Einer der jungen Männer dort verbeugte sich und Vars wollte ihm ins Gesicht treten. „Ich wurde zweimal durchbohrt.“

„Dann hättet Ihr vielleicht einen Speer benutzen sollen“, sagte Vars.

„Ich habe meinen Speer auf dem Trainingsgelände des Hauses der Waffen zerbrochen“, sagte Berwick.

„Wann warst Du das letzte Mal auf dem Trainingsgelände, Bruder?“, fragte Rodry und wusste offensichtlich die Antwort. „Wann wirst Du Dich den Rittern anschließen, wie ich?“

„Ich trainiere mit dem Schwert“, sagte Vars, wahrscheinlich etwas defensiver als er sollte. „Ich denke nur, dass es nützlichere Dinge gibt, als jeden wachen Moment damit zu verbringen.“

„Oder behagt Dir vielleicht der Gedanke nicht, Dich einem Feind zu stellen, der bereit ist, Dich niederzuschlagen, Bruder?“, sagte Rodry und klopfte Vars auf die Schulter. „So wie Du es nicht magst, auf die Jagd zu gehen, weil Dir etwas passieren könnte.“

Er lachte und das Grausamste war, dass sein Bruder es wahrscheinlich nicht einmal als verletzend ansah. Rodry ging einfach nur relativ sorglos durch die Welt.

„Nennst Du mich einen Feigling, Rodry?“, fragte Vars.

„Oh nein“, sagte Rodry. „Es gibt Männer, die draußen in der Welt kämpfen sollen, und andere, die besser dran sind, zu Hause zu bleiben, oder?“

„Ich könnte jagen, wenn ich wollte“, sagte Vars.

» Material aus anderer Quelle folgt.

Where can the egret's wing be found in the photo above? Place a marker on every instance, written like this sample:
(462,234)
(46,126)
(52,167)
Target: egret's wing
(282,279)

„Ah, der tapfere Ritter!“, sagte Rodry, und das brachte ein weiteres Lachen mit sich, niemand außer Vars schien die Grausamkeit zu erkennen, die darin lag. „Na dann solltest Du mit uns kommen! Wir fahren in die Stadt, um sicherzustellen, dass wir die Waffen haben, die wir für morgen brauchen.“

„Und das Fest verlassen?“, erwiderte Vars.

„Das Fest wird noch Tage dauern“, gab Rodry zurück. „Komm schon, wir können Dir einen schönen Speer aussuchen, damit Du uns zeigen kannst, wie man Eber jagt.“

Vars wünschte, er könnte einfach weggehen oder noch besser das Gesicht seines Bruders auf den nächsten Tisch schlagen. Vielleicht einfach so lange weiterschlagen, bis es zu Brei zerfallen war und er als der Erbe zurückblieb, der er immer hätte sein sollen. Stattdessen wusste er, dass er über die Brücken in die Stadt hinuntergehen musste – zumindest jedoch, fand er dort unten vielleicht jemanden, an dem er seine Wut auslassen konnte. Ja, Vars freute sich darauf und auf mehr. Vielleicht sogar darauf, eines Tages König zu werden.Für den Moment jedoch sagte ihm jener Teil von ihm, der ihn immer vor Gefahren bewahren wollte, dass er seinen Bruder besser nicht konfrontieren solle. Nein, das würde warten müssen.

Aber wer sich ihm in der Stadt in den Weg stellte, würde bezahlen.